Today, RRB is doing everything it can to catch up—not only in size but also in terms of public mindshare and recall. “We were shackled earlier by our joint venture partner (Vestas), which had a 49 per cent stake. We were bound by an agreement to restrict operations only to India,’’ explains Sarvesh Kumar, Deputy Managing Director, RRB. Things started moving after the promoters bought out Vestas’ stake in 2006, though technical support continued till May this year. With Merrill Lynch committing a PE investment of over Rs 200 crore (the largest deal in the renewable energy segment in Asia ) in November 2007, the company now has drawn up a clear cut strategy.

RRB’s Kumar: Powering up
RRB’s Kumar: Powering up
“When we were with Vestas, we could only achieve a turnover of Rs 500 crore. Today, it’s near Rs 800 crore. This has allowed us to invest in a state-of-the-art technology blade manufacturing plant in Chennai, which has been validated by several agencies as Asia’s best,” Kumar says.

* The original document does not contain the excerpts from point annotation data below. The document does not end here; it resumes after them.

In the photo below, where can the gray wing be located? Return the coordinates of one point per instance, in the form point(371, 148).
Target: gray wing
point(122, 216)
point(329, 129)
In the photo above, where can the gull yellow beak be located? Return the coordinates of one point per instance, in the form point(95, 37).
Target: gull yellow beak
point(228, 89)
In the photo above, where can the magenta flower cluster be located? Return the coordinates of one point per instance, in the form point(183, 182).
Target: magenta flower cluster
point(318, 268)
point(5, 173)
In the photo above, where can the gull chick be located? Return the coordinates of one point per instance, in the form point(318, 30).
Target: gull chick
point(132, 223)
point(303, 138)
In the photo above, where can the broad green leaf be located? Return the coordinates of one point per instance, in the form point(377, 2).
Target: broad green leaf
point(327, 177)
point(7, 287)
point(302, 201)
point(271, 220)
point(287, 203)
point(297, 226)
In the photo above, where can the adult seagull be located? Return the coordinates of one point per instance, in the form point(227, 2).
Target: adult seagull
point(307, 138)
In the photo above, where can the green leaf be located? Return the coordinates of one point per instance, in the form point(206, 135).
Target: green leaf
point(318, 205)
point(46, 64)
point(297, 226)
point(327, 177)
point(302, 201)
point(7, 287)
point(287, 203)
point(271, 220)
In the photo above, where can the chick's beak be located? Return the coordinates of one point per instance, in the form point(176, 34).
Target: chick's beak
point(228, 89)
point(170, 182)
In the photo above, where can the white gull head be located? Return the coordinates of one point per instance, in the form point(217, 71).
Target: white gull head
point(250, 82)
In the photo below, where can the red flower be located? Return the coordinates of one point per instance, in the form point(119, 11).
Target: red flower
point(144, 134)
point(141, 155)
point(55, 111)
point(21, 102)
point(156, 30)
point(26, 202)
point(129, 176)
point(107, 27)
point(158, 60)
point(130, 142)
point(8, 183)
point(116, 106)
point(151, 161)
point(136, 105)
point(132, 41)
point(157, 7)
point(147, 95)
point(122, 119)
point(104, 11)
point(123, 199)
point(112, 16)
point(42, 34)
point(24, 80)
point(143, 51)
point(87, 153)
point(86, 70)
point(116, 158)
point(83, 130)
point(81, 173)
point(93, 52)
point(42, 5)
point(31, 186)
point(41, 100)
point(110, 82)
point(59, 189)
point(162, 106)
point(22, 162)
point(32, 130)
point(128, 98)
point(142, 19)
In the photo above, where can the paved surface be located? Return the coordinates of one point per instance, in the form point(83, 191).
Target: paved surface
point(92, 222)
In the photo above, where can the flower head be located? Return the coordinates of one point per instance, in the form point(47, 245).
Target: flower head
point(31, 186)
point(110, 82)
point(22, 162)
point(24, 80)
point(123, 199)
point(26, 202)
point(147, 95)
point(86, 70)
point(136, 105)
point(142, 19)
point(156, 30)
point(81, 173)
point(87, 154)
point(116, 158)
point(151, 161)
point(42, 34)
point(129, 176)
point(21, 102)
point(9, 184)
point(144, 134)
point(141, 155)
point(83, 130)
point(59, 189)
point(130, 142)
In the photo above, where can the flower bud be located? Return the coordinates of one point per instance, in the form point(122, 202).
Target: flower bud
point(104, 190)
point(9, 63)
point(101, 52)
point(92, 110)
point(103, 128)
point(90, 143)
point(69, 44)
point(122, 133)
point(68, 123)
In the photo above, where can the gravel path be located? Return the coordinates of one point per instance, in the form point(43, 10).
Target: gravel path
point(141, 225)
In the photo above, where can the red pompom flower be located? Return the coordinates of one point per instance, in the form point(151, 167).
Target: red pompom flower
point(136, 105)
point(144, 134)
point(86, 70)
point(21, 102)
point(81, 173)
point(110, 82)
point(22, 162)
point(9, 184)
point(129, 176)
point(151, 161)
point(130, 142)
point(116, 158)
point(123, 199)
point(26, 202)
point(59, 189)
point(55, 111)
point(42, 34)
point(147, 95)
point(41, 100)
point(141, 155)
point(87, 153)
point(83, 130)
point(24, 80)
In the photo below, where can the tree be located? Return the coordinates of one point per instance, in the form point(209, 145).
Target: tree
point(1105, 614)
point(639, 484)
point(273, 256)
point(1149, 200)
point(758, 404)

The company plans to leverage the technological edge it claims it has over Suzlon. Already, its exports are growing—turbines worth Rs 35 crore were exported to the US, Canada and nearby Asian countries last year. While the company had committed a capex of Rs 100 crore last year, this year an equivalent amount is being invested; this will be further scaled up next year. The turnover target for the current year is Rs 1,500 crore, with exports estimated at 15 per cent. If Suzlon has already got high-power 1.65 MW wind turbines in its stable, RRB plans to go one-up by launching a 2 MW version in a year’s time.

An IPO is planned for 2010 “and there is no stopping us,” Kumar asserts confidently.